Schools are reasonably aware of this issue now, but the government has been reluctant to move the goalposts for fear of being accused of "dumbing down" the exam system. In addition, if they moved the goalposts for languages, other subjects might ask for the same and it is quite hard to achieve absolute parity across subjects.

I quite like the idea being mooted that value added data for schools might include a coefficient for harder subjects, thus raising their status and encouraging heads to increase the accessibility of languages to students.
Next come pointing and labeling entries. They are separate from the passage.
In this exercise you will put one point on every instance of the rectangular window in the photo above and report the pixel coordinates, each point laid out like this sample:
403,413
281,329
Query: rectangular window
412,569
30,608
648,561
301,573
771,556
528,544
I also think, however, that there could be a gradual easing of grading to allow languages to come in line to a greater extent with other subjects. I am sure this would be politically acceptable and the same could be done with other subjects.

Some might say: languages are harder so grades should be tougher. In addition, schools know which subjects are harder than others, but I don't go along with this, especially now that league tables and "residuals" are so important. Pupils look at headline grades and sometimes choose their subjects accordingly.

Anyway, the data is here:

http://www.all-london.org.uk/severe_grading.htm

Helen Myers of the ALL (London Branch) has put an awful lot of time into this issue and achieved a good deal of understanding and sympathy at government level.